キャロットが泣いていると続々と人が集まってくる。今年は和平協定会議を自国で行っているということもあり、自国の貴族が多く参加している。

キャロットはチラリと目を動かし人が集まってきたのを確認すると周りから見えないようにニヤリと笑った。


そう。キャロット劇場の開幕である。


---「またあの子なの?本当に何度目かしら…いつもあの子ばかり虐めて…」


---「顔も変わらず何考えているか全然分からないのよね。本当不気味だわ。だから仮面令嬢なんて呼ばれるのよ…クスクス」


---「ほら…そろそろ来るわよ。王子様が…婚約者なのに見向きもされないなんて滑稽ね…クスクス」

周りにいる令嬢達が私の事を悪く言い出すと、タイミングを見計らったようにエピナール王太子殿下が現れた。
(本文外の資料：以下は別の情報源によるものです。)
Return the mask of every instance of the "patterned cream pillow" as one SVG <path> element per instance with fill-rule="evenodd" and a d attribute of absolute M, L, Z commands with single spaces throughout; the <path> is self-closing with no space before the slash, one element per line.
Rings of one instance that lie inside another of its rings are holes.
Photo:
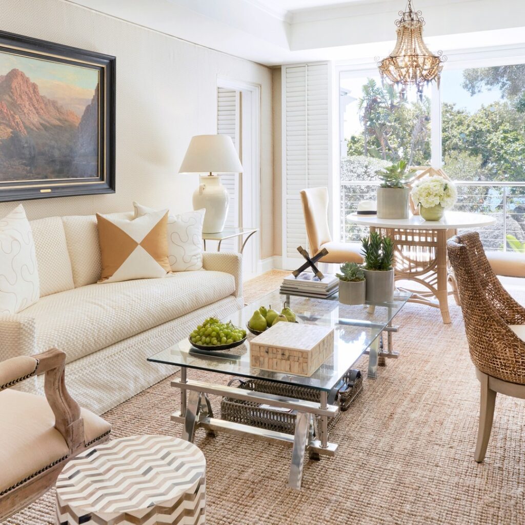
<path fill-rule="evenodd" d="M 39 298 L 33 233 L 19 204 L 0 219 L 0 313 L 16 313 Z"/>
<path fill-rule="evenodd" d="M 135 216 L 153 210 L 133 203 Z M 205 209 L 187 212 L 167 218 L 168 260 L 173 271 L 202 269 L 202 223 Z"/>
<path fill-rule="evenodd" d="M 167 210 L 136 219 L 97 214 L 102 275 L 99 282 L 165 277 L 167 260 Z"/>

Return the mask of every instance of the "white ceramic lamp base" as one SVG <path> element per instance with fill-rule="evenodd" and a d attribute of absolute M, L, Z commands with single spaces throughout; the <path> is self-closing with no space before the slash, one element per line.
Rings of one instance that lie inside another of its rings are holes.
<path fill-rule="evenodd" d="M 218 175 L 201 175 L 201 184 L 193 194 L 193 209 L 206 208 L 203 233 L 219 233 L 224 228 L 229 196 Z"/>

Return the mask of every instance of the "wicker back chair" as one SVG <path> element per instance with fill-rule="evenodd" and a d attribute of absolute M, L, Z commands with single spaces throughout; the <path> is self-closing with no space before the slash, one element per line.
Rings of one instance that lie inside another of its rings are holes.
<path fill-rule="evenodd" d="M 497 393 L 525 399 L 525 308 L 507 293 L 477 232 L 447 243 L 461 300 L 470 357 L 481 383 L 475 459 L 485 458 Z M 520 326 L 524 325 L 524 326 Z"/>

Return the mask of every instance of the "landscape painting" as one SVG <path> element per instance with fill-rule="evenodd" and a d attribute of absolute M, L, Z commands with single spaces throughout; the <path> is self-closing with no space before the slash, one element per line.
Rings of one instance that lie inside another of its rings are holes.
<path fill-rule="evenodd" d="M 114 61 L 0 33 L 0 201 L 114 191 Z"/>

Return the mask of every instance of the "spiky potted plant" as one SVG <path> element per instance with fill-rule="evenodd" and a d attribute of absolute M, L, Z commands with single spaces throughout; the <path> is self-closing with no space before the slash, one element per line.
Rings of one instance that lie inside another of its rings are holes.
<path fill-rule="evenodd" d="M 394 243 L 389 237 L 372 232 L 361 239 L 366 301 L 385 302 L 394 298 Z"/>
<path fill-rule="evenodd" d="M 383 180 L 377 188 L 377 218 L 408 218 L 408 194 L 406 184 L 414 170 L 408 169 L 406 161 L 401 160 L 375 174 Z"/>
<path fill-rule="evenodd" d="M 364 304 L 365 278 L 363 269 L 356 262 L 345 262 L 341 266 L 339 278 L 339 302 L 343 304 Z"/>

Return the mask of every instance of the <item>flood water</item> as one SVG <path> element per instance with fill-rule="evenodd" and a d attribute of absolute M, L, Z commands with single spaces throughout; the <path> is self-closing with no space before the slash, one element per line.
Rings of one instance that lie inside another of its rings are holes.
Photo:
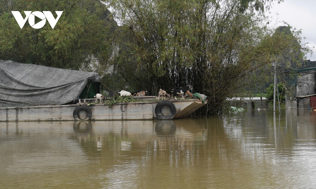
<path fill-rule="evenodd" d="M 315 188 L 316 112 L 282 112 L 0 122 L 0 188 Z"/>

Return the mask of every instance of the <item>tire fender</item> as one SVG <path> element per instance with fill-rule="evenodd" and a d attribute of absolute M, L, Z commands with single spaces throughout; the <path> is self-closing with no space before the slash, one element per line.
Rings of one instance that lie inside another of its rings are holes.
<path fill-rule="evenodd" d="M 78 117 L 78 113 L 80 110 L 84 110 L 87 112 L 87 118 L 84 119 L 82 119 Z M 75 120 L 86 120 L 90 119 L 92 117 L 92 113 L 91 111 L 91 110 L 89 107 L 86 106 L 77 106 L 76 108 L 75 108 L 74 112 L 73 113 L 73 115 L 74 116 L 74 119 Z"/>
<path fill-rule="evenodd" d="M 168 115 L 164 115 L 161 113 L 161 108 L 164 106 L 170 109 L 170 113 Z M 176 107 L 172 102 L 168 101 L 163 101 L 158 103 L 156 106 L 155 114 L 158 119 L 171 119 L 176 114 Z"/>

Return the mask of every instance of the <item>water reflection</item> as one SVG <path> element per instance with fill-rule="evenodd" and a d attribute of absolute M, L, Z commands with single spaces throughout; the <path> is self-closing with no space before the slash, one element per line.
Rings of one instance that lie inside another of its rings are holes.
<path fill-rule="evenodd" d="M 255 111 L 257 111 L 256 112 Z M 0 185 L 314 188 L 316 112 L 0 123 Z"/>
<path fill-rule="evenodd" d="M 155 126 L 155 132 L 160 137 L 173 136 L 176 129 L 176 125 L 172 120 L 160 120 Z"/>

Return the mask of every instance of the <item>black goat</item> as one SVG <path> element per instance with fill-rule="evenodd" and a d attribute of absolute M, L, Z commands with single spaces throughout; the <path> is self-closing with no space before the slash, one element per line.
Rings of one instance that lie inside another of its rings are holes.
<path fill-rule="evenodd" d="M 177 97 L 176 97 L 176 94 L 179 94 L 179 97 L 180 97 L 180 95 L 182 94 L 182 98 L 181 98 L 184 99 L 184 97 L 185 96 L 184 94 L 185 94 L 186 91 L 190 89 L 191 90 L 191 91 L 192 91 L 192 87 L 191 85 L 189 85 L 185 87 L 175 87 L 172 89 L 172 91 L 174 93 L 174 98 L 175 100 L 176 100 Z"/>

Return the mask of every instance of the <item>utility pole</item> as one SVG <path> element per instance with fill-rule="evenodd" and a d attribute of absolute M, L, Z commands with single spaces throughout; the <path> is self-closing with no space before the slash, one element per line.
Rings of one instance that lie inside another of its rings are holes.
<path fill-rule="evenodd" d="M 277 79 L 276 78 L 276 93 L 277 94 L 277 103 L 279 104 L 279 113 L 281 113 L 281 110 L 280 109 L 280 101 L 281 100 L 279 99 L 279 87 L 277 86 Z"/>
<path fill-rule="evenodd" d="M 276 111 L 276 62 L 274 62 L 274 82 L 273 83 L 273 112 Z"/>

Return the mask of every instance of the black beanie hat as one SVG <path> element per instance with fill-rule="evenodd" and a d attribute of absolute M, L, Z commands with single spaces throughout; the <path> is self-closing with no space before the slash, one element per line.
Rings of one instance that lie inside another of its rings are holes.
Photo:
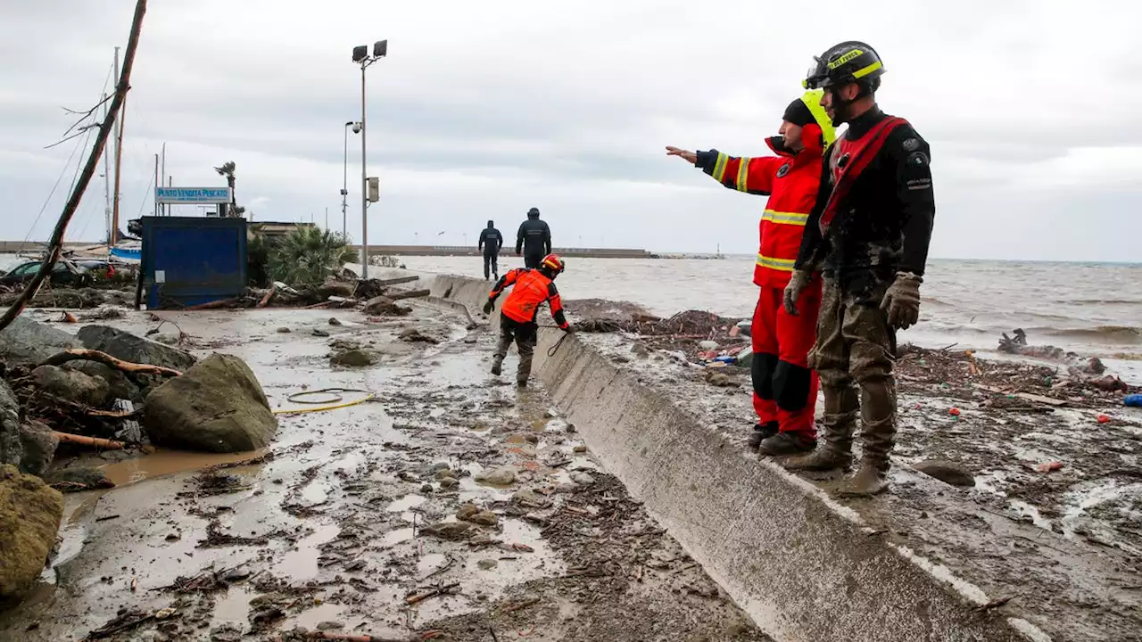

そして私があたかもドレスにジュースをかけたと言い始めるキャロット。

距離的に無理なのは一目瞭然だろうにそれを信じるエピナール王太子殿下。

さらに私が普段からキャロットを虐めているという
…。


ここまでがいつもの嫌がらせだが…今日も同じだろうか。


本当に代り映えのない物語だ…もう少しシナリオをきちんと考えて欲しい。

と思っていた矢先、まさかエピナール王太子殿下から自滅してくれるとは思ってもいなかった。